Virus questions

Mary Sue Ittner msittner@mcn.org
Fri, 12 Jul 2002 05:29:55 PDT
Dear All,

Some of you may know about my virused Sparaxis, but here is some background for the others. Alberto Castillo suggested that this very pretty red Sparaxis that had developed white flecks in the flower was probably virused. Although I knew about the virused tulips that had been so popular, it really hadn't occurred to me that could be it since the plants seemed quite healthy, were flowering well, and increasing nicely.

So I decided to test a handful of plants that were questionable. I chose a Lachenalia that I was sure was virused since the leaves had the mosaic pattern and they are prone to virus, a yellow hybrid Sparaxis that looked just fine to me but was close to the other, a Romulea that had leaves that looked sick, and a Brodiaea terrestris. The latter had leaves that were more yellow than I remembered when they emerged. It was subtle, but worth exploring. I tossed the Romulea before getting the results as I was sure it had to be virused and the others I isolated. The Romulea was the only one not virused and it was already gone. It must have been cultural with it or maybe it just had not been happy with all the rain we got in November and December. I have removed any Sparaxis that I could find with color break in the petals plus many of the others. I had them all over my garden and I am sure I didn't get them all. And I tossed the Lachenalia and will try to grow it again from seed. But I kept the Brodiaea until I could get seed since I am fond of it and it is so hard to collect seed from the wild as once it stops flowering it just gets lost in the yellowing grass which is much taller than it is.

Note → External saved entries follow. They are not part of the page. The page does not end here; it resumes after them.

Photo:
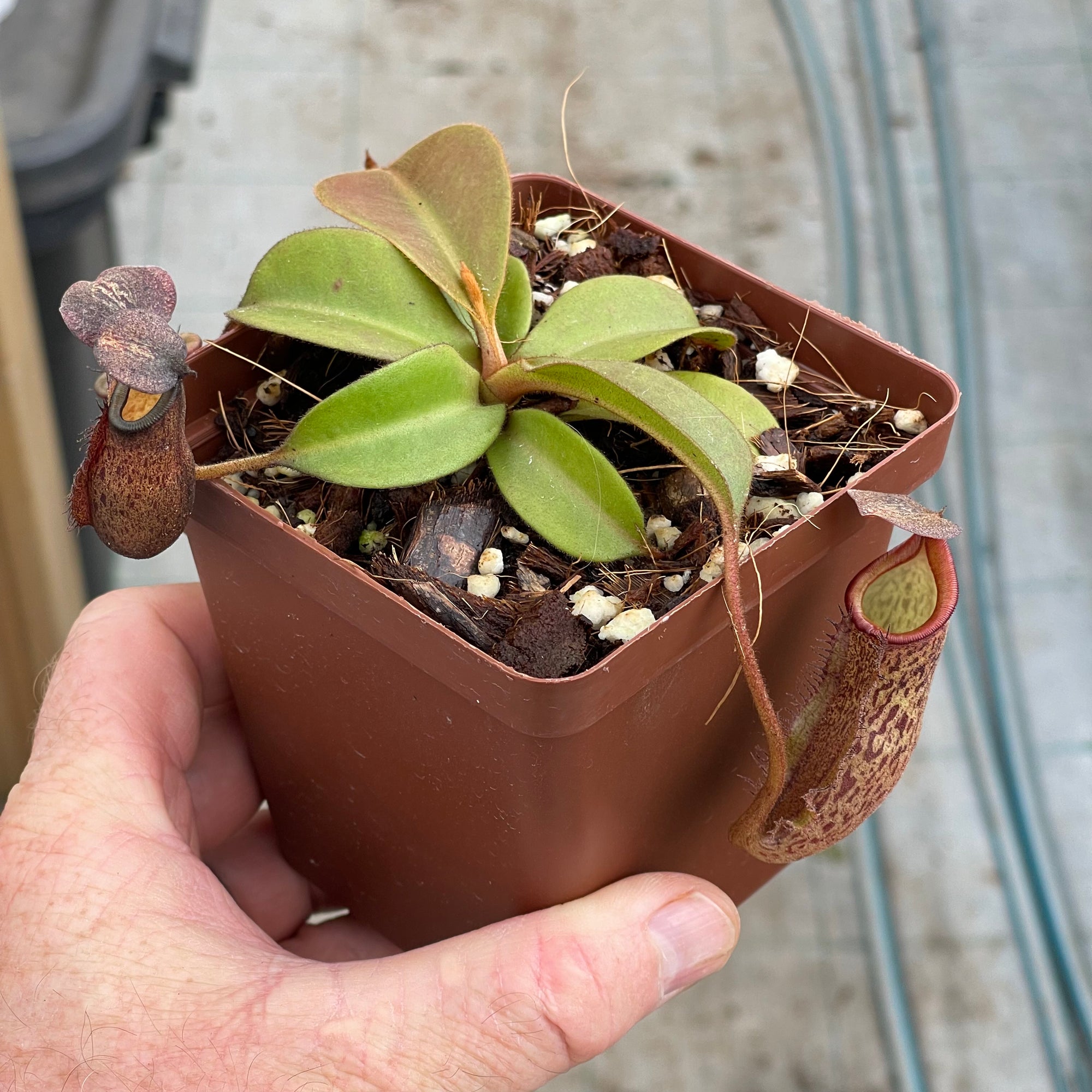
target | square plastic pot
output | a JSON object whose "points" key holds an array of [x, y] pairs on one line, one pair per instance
{"points": [[433, 790]]}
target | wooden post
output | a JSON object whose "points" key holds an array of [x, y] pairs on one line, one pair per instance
{"points": [[41, 580]]}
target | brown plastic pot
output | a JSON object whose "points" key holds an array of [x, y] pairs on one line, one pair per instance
{"points": [[433, 790]]}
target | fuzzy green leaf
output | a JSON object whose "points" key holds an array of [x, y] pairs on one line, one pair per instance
{"points": [[515, 310], [745, 411], [680, 419], [565, 489], [410, 422], [447, 201], [353, 291], [618, 318]]}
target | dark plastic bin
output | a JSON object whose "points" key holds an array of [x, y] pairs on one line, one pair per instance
{"points": [[82, 84]]}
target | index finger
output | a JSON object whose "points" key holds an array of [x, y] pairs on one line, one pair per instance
{"points": [[138, 671]]}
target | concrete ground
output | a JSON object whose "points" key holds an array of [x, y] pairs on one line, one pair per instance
{"points": [[691, 113]]}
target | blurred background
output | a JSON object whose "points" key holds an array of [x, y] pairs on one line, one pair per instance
{"points": [[921, 165]]}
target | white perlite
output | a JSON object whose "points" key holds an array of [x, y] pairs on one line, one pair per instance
{"points": [[776, 371], [676, 583], [627, 625], [771, 508], [594, 607], [550, 228], [911, 422], [660, 279], [492, 563], [488, 587], [269, 391], [661, 530], [660, 361], [714, 569], [808, 503], [770, 465]]}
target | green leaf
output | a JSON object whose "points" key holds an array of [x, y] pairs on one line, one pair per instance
{"points": [[565, 489], [680, 419], [410, 422], [353, 291], [618, 318], [446, 203], [515, 310], [745, 411]]}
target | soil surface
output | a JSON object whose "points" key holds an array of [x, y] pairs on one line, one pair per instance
{"points": [[424, 541]]}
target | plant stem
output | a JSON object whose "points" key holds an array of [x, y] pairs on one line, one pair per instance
{"points": [[771, 723], [493, 352], [204, 473], [490, 347]]}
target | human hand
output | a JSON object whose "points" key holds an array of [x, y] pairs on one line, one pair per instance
{"points": [[153, 937]]}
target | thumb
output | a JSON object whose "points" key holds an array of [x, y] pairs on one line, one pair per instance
{"points": [[527, 1000]]}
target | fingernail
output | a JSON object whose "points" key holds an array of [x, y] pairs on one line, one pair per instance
{"points": [[695, 937]]}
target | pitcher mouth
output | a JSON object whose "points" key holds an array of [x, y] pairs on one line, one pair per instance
{"points": [[941, 567]]}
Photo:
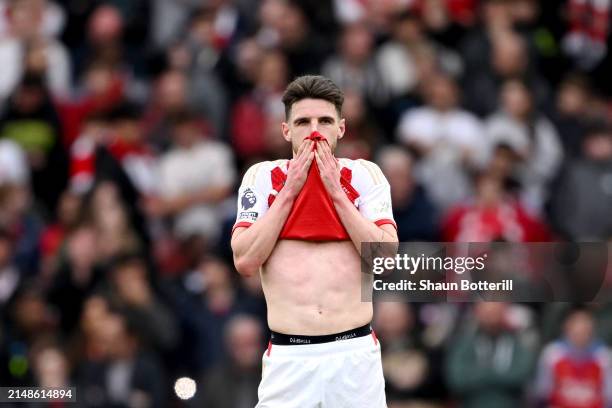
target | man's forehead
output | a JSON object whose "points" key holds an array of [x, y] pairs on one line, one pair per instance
{"points": [[311, 108]]}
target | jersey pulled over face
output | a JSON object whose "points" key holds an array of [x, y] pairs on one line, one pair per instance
{"points": [[313, 216]]}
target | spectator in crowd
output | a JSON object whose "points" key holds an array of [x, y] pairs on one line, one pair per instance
{"points": [[171, 96], [583, 200], [364, 136], [115, 232], [411, 369], [102, 89], [77, 274], [69, 214], [19, 219], [124, 260], [202, 65], [493, 215], [448, 140], [26, 19], [234, 384], [10, 277], [489, 365], [31, 120], [532, 136], [572, 113], [396, 58], [413, 211], [354, 67], [51, 367], [131, 292], [575, 370], [194, 176], [124, 374], [211, 302], [510, 58], [256, 115], [284, 25]]}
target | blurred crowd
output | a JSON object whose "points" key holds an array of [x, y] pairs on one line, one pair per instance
{"points": [[125, 128]]}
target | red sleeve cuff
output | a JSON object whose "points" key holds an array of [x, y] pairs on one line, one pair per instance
{"points": [[386, 221], [241, 224]]}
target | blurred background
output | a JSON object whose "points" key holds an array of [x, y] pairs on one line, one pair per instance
{"points": [[126, 126]]}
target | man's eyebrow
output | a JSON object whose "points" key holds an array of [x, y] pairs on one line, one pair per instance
{"points": [[299, 118]]}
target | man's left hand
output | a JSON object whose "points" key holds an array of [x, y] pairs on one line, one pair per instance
{"points": [[329, 170]]}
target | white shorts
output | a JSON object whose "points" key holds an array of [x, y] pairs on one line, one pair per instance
{"points": [[346, 373]]}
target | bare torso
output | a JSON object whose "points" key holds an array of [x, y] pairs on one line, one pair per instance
{"points": [[314, 288]]}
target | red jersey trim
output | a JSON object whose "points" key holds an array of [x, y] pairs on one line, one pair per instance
{"points": [[386, 221]]}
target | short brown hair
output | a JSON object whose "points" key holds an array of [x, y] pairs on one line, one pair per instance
{"points": [[314, 87]]}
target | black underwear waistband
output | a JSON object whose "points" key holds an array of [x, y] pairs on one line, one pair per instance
{"points": [[296, 340]]}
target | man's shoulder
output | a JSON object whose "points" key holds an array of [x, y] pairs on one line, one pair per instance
{"points": [[265, 168], [363, 170]]}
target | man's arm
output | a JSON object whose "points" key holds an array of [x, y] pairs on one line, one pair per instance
{"points": [[253, 245], [358, 227]]}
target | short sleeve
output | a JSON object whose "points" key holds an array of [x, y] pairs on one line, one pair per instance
{"points": [[375, 195], [252, 200]]}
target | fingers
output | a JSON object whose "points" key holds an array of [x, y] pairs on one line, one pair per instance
{"points": [[325, 154]]}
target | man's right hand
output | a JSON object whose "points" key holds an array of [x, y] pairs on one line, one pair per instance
{"points": [[298, 169]]}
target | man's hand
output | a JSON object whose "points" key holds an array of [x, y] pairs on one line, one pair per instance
{"points": [[329, 170], [298, 169]]}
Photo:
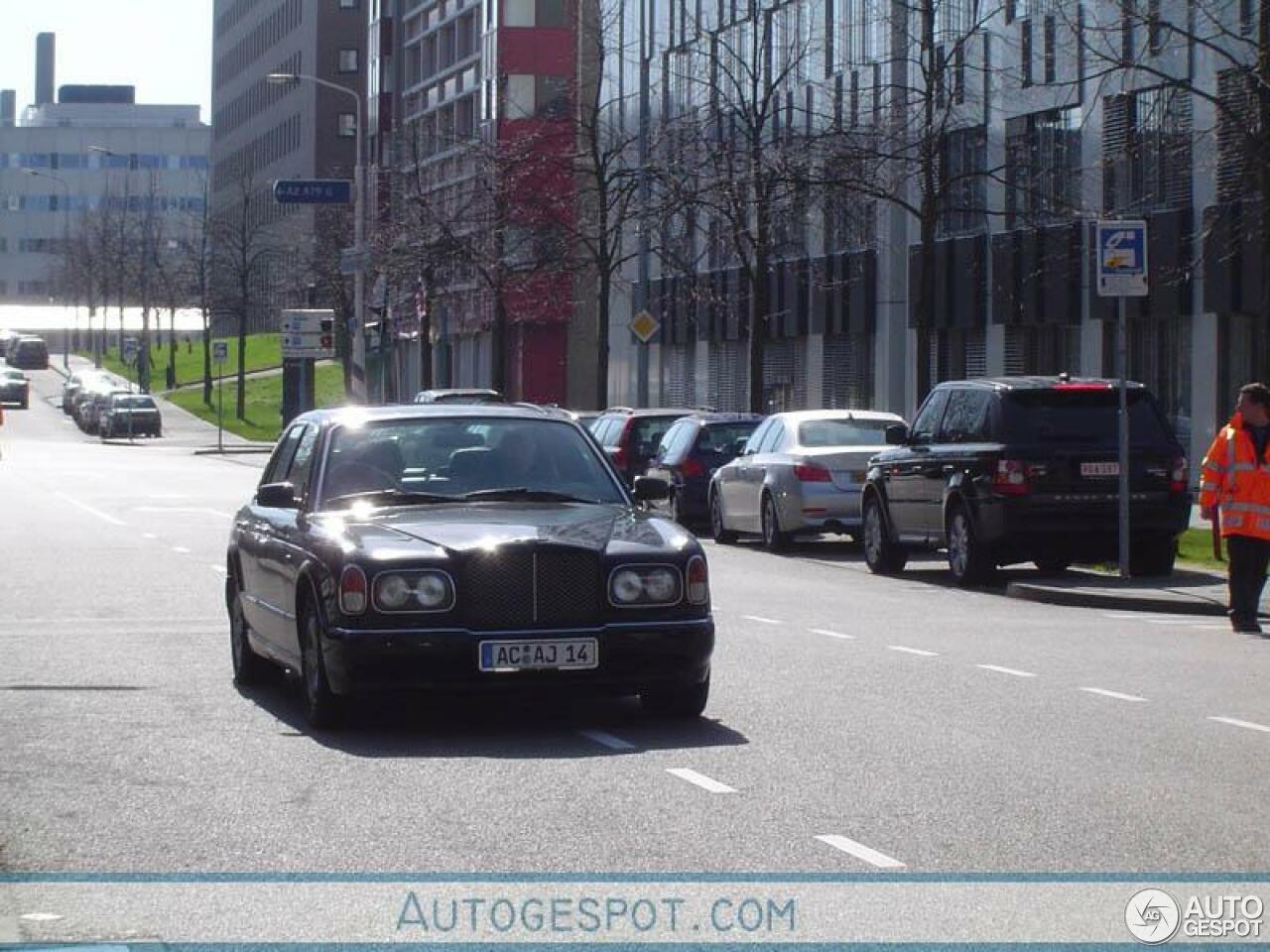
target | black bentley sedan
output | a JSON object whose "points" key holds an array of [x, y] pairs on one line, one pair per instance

I bought a soil sterilized this year, but have yet to get a piece of sheet metal to go under it so have been cooking soil in the microwave. When you get close to 1000 pots, creating new mixes every year gets prohibitive. I have found that sometimes I have missed some small corms in the mix and once the soil has cooled find them. Those corms look fine which surprises me. They probably aren't and I suppose I'd have to grow them on to find out. What I am wondering is what would happen to my Brodiaea terrestris if I cooked them in the microwave with the soil. If I am going to toss them anyway, I shouldn't have anything to lose. They are supposed to die with wet hot conditions, but I remember reading about a plot that was covered with black plastic to kill weeds before seeding with wild flowers. After several months the plastic was removed and Dichelostemma capitatum that had been there but not seen because of the weeds was coming up. It was sort of a fire effect. High temperatures are supposed to kill viruses. What does everyone think? Am I just making work for myself?

Also I was reading Bill Richardson's article in BULBS about ways of dealing with pests with common ingredients available to us like garlic. He can probably give a reference for his site on the web for any members of this group who might not be members of IBS and have read it. In it there is a suggested treatment for virus that I had missed the first time I read it. I had always read there was no solution. Bill, do you know anyone who has tried it and found it works?

I am hoping for responses. As you can imagine this has gotten me really freaked. I have been asking everyone I can about viruses and there seems so little concrete information. Even the man who called with the results could not tell me what other plants might be at risk.